Vincent ist Taxifahrer in Berlin, ein Intellektueller, der in den achtziger Jahren gegen Nato-Doppelbeschluss und Atomkraftwerke gekämpft hat. Er ist fast fünfzig Jahre alt. Ulrich Woelk sieht ihn jetzt aber nicht als einen gescheiterten Menschen, sondern eher als einen durchaus zufriedenen, keineswegs mit seinem Schicksal hadernden Geist. "Er ist jemand, der seine Ansprüche hatte – diese politischen Ansprüche, auch die Ansprüche an das eigene Leben", beschreibt der Autor seinen Helden: "Er wollte Künstler werden, wollte sich verwirklichen, nicht einfach nur einer Masse hinterherlaufen, sondern wirklich etwas Wesentliches tun". Dann sei es aber anders für ihn weiter gegangen, so dass er Taxifahrer geworden sei, aber kein gescheiterter Mensch. Vincent lebt sein Leben, bis eine Frau rein zufällig zu ihm ins Taxi steigt, die er kennt, die er vor Jahren geliebt hat. Mit Jule, so heißt die Frau, verband ihn eine kurze, innige Beziehung. Ein zufälliges Wiedersehen nach vielen Jahren. Die beiden haben sich geliebt und dann aus den Augen verloren. Jetzt fragen sie sich, was ist aus uns geworden? "Diese Konstellation bietet für mich alle Möglichkeiten, diese Dinge zu beschreiben", sagt Ulrich Woelk.

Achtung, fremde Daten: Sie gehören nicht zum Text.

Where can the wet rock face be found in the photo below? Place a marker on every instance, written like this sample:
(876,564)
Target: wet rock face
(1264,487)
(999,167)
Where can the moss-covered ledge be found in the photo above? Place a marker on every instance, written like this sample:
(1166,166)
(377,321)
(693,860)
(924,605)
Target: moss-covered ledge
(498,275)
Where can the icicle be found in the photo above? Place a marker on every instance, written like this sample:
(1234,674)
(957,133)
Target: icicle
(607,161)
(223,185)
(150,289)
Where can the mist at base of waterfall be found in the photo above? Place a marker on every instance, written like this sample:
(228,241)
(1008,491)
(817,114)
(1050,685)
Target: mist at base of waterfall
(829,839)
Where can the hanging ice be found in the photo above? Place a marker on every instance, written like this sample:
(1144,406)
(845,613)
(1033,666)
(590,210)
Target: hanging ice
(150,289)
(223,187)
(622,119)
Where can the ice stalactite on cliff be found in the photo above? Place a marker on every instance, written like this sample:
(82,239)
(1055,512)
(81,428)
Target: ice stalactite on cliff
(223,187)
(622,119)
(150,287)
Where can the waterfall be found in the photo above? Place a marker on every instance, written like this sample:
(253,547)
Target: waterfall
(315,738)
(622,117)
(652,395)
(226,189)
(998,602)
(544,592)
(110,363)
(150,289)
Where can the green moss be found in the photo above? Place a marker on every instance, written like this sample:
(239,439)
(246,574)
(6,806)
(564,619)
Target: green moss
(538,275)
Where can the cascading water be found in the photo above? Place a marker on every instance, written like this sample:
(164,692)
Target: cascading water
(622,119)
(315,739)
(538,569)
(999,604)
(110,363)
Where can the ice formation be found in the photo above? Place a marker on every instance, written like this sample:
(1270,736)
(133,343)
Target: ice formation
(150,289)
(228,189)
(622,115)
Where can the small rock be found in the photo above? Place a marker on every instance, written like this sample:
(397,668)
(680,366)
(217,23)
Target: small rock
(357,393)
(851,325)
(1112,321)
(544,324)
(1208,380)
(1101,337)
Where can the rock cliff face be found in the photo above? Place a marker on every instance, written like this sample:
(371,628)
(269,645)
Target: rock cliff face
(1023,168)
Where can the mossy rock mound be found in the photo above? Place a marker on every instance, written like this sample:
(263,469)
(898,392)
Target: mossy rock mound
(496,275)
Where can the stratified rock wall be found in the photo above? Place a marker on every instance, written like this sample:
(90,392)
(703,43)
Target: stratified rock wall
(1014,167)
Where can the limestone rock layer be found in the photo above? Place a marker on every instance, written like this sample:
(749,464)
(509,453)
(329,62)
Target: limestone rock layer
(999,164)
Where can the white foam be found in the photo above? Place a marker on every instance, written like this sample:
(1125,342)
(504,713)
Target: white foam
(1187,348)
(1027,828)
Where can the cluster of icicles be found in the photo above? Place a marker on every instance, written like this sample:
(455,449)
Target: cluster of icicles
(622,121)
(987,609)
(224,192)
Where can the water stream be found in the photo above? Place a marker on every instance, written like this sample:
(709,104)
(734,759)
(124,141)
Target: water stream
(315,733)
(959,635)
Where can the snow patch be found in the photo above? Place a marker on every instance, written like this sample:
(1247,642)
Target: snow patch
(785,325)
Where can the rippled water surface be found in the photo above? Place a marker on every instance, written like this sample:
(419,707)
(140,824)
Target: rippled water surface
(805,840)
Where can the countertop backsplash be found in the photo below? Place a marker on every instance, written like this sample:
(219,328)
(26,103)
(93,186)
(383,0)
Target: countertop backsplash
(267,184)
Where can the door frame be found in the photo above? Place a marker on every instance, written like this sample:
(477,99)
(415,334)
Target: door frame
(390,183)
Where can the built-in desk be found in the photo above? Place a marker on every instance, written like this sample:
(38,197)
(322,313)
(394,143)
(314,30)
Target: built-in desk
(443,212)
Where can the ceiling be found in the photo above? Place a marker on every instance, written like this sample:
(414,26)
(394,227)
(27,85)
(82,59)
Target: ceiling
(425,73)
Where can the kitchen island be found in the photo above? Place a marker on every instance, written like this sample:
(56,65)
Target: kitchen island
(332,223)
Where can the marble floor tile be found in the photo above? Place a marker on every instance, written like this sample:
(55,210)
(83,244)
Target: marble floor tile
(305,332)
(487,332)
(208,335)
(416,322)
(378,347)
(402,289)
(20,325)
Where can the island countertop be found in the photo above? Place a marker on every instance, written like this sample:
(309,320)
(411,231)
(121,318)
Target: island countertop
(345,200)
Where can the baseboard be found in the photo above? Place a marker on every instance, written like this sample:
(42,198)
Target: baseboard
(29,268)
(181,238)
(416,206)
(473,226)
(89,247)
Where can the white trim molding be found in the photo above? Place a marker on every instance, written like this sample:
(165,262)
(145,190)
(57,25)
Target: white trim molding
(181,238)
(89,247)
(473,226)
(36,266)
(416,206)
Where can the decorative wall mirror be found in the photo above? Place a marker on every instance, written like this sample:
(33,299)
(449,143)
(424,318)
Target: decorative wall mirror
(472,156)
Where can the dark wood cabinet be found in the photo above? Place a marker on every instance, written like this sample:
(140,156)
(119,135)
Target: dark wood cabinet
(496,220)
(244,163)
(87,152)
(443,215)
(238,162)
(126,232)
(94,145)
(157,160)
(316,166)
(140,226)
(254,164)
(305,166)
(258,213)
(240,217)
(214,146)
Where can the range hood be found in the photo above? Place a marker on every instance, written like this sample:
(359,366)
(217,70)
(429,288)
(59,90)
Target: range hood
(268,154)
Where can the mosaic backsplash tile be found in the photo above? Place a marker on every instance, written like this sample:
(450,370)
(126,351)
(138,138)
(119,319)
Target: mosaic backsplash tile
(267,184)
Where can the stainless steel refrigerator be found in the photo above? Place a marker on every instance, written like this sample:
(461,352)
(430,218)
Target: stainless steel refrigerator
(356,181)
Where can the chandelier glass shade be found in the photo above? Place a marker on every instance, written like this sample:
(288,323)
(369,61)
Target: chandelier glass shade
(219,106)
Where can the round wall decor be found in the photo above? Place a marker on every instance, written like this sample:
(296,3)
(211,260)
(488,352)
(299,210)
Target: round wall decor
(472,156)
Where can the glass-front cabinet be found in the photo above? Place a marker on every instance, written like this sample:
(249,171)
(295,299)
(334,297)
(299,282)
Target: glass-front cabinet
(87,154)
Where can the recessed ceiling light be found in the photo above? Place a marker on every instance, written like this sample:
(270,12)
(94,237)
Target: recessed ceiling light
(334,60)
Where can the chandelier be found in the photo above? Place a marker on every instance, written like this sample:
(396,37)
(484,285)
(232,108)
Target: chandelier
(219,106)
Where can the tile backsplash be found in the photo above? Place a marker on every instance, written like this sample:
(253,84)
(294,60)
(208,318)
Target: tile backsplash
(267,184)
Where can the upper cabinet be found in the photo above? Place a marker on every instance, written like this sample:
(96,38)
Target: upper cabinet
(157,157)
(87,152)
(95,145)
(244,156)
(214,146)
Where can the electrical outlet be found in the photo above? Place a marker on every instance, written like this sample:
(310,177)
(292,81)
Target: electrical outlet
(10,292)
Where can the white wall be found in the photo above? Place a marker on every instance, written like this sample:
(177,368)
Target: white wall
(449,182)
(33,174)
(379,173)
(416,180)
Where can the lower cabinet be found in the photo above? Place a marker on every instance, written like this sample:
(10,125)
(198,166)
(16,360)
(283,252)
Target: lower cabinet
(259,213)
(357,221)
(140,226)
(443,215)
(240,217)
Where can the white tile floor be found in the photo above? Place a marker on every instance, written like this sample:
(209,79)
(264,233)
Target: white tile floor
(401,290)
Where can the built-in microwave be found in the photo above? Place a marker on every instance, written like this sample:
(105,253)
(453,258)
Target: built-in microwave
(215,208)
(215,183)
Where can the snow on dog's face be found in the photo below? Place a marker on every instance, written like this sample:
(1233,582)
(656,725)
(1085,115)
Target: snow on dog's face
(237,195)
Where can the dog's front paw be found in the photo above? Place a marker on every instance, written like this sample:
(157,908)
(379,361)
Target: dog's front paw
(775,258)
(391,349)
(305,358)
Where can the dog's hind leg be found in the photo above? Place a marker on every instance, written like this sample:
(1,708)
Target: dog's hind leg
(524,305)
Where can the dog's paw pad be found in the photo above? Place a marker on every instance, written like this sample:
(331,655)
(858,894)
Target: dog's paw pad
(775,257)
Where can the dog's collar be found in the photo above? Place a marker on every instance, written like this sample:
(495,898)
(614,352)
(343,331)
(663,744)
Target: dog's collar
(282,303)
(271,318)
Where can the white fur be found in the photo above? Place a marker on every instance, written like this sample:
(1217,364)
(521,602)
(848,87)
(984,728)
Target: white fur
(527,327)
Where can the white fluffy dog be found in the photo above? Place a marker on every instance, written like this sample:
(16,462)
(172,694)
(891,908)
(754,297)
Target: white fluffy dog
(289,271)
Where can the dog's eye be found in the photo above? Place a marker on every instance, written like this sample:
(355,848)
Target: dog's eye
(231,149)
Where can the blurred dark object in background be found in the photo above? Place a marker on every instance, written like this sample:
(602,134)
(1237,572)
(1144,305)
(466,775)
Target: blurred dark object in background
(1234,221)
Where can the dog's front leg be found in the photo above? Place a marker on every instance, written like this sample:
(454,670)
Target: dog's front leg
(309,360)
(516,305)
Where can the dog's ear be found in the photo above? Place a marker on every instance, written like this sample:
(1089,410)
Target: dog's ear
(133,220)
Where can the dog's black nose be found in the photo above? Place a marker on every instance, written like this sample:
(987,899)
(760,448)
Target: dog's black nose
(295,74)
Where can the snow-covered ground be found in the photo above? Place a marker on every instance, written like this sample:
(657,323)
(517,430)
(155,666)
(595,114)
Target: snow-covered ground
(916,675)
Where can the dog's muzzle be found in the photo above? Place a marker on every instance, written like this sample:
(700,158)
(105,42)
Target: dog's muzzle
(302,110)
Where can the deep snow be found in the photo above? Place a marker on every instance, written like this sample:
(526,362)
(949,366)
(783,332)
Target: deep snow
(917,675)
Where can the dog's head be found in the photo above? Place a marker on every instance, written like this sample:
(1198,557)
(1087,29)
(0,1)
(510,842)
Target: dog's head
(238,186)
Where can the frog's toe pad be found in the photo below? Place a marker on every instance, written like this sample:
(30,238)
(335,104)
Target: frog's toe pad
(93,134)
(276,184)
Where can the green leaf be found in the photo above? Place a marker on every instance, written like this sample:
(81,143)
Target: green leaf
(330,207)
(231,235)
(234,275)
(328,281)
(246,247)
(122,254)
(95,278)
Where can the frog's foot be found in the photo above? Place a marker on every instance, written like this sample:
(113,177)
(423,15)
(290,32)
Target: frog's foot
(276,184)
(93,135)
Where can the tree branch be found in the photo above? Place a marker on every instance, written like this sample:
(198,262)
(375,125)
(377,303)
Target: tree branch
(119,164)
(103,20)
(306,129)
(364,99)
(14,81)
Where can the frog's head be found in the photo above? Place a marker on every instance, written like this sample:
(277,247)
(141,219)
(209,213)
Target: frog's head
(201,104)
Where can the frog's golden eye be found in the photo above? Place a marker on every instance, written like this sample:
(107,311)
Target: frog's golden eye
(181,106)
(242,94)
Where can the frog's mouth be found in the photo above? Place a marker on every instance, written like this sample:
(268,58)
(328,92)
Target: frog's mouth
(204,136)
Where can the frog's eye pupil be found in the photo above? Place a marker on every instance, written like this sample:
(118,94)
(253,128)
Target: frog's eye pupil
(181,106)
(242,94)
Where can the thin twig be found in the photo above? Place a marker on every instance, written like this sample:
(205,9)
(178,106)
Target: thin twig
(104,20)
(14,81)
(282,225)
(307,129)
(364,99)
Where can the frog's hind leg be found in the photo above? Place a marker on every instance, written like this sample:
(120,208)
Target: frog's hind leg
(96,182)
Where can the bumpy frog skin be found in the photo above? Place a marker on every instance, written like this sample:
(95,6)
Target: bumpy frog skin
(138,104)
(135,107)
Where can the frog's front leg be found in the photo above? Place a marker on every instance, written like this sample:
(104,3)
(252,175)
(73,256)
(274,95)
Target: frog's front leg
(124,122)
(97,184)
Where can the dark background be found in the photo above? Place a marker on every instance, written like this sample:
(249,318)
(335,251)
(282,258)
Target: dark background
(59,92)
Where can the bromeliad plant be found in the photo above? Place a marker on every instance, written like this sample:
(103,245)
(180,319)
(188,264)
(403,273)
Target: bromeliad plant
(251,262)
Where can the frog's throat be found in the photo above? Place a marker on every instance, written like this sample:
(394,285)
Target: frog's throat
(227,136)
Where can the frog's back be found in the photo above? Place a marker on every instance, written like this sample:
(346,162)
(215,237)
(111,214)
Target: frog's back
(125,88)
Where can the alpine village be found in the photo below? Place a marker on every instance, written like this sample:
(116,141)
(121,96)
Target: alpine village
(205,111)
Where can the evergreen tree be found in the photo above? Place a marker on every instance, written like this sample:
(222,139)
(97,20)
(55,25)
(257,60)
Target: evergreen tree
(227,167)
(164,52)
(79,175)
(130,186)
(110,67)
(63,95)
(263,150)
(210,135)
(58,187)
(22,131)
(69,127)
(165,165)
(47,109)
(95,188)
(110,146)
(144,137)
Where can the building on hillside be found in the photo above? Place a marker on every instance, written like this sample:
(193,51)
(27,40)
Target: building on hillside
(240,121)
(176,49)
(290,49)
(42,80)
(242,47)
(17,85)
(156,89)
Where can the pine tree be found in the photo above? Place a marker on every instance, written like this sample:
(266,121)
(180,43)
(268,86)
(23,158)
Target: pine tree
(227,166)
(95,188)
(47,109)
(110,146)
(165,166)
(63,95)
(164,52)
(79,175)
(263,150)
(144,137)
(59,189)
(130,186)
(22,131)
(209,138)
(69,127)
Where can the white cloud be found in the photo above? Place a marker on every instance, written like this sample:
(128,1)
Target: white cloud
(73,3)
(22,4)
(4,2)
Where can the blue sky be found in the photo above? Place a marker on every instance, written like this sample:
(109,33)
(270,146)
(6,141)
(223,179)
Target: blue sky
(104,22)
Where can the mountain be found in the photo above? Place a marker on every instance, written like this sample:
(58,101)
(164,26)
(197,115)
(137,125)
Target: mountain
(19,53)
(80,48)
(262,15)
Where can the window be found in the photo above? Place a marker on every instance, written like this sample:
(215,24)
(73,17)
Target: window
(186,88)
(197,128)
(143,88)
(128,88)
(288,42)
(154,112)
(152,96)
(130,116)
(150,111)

Jule und Vincent leben in ganz anderen beruflichen Welten. Vincent ist Taxifahrer. Jule hat Karriere gemacht. "Sie arbeitet in einem erfolgreichen Wirtschaftsinstitut und ist gesellschaftlich sehr hoch gestiegen und hat damit natürlich – und das reizt mich an den beiden Figuren – sie hat damit genau das Gegenteil von dem gemacht, was Vincent gemacht hat. Während Vincent eher in seinen eigenen Ansprüchen geblieben ist und Taxi fährt, ist sie, die damals gar nicht so genau wußte, was sie machen sollte, karrieremäßig abgegangen", sagt Ulrich Woelk.

Wir brauchen Engel in Menschenform

So geht es in dem Roman von Ulrich Woelk auch um Lebensentwürfe und um die Frage nach dem gelungenen Leben. Vincent hat eine fast erwachsene Tochter. Sie steht etwas verloren im Leben. Ihre Jugend unterscheidet sich von der Jugend der heute Fünfzigjährigen himmelweit. "Die Welt hat sich geändert. Wir haben damals die Dinge sehr ernst genommen. Wir hatten die Nato-Nachrüstung. Wir hatten ganz reale Angst, es könnten wirklich die Atombomben gezündet werden", beschreibt Ulrich Woelk das Lebensgefühl in den Achtzigern. "Ich habe selbst an einer Menschenkette über die schwäbische Alp teilgenommen. Wir haben diese Form des Protestes sehr ernst genommen, weil wir glaubten, wir könnten damit etwas bewirken". Diesen kämpferischen Idealismus, dieses leidenschaftliche politische Engagement gibt es heute nicht mehr. "Wenn wir heute politisch etwas bewirken wollen, stehen wir schnell davor zu sagen, es ist so komplex, wir schaffen das nicht und damit muss die Generation von heute ja auch fertig werden", sagt der Autor. Wie kann das gelingen? Wie kann man in einer immer komplexer werdenden Welt mit den privaten und politischen Herausforderungen fertig werden? Ulrich Woelk erzählt in seinem Roman humorvoll und einfühlsam von Menschen, die auch nach Trost suchen in einer gewissen transzendentalen Obdachlosigkeit. Aber es gibt Trost, und es gibt Hilfe, die Hilfe der Engel. "Es ist mir einfach ein Bedürfnis zu zeigen, dass wir ohne diese Engel gar nicht mehr leben können", ist Woelk überzeugt. "Wir brauchen diese Engel in Menschenform, die uns helfen".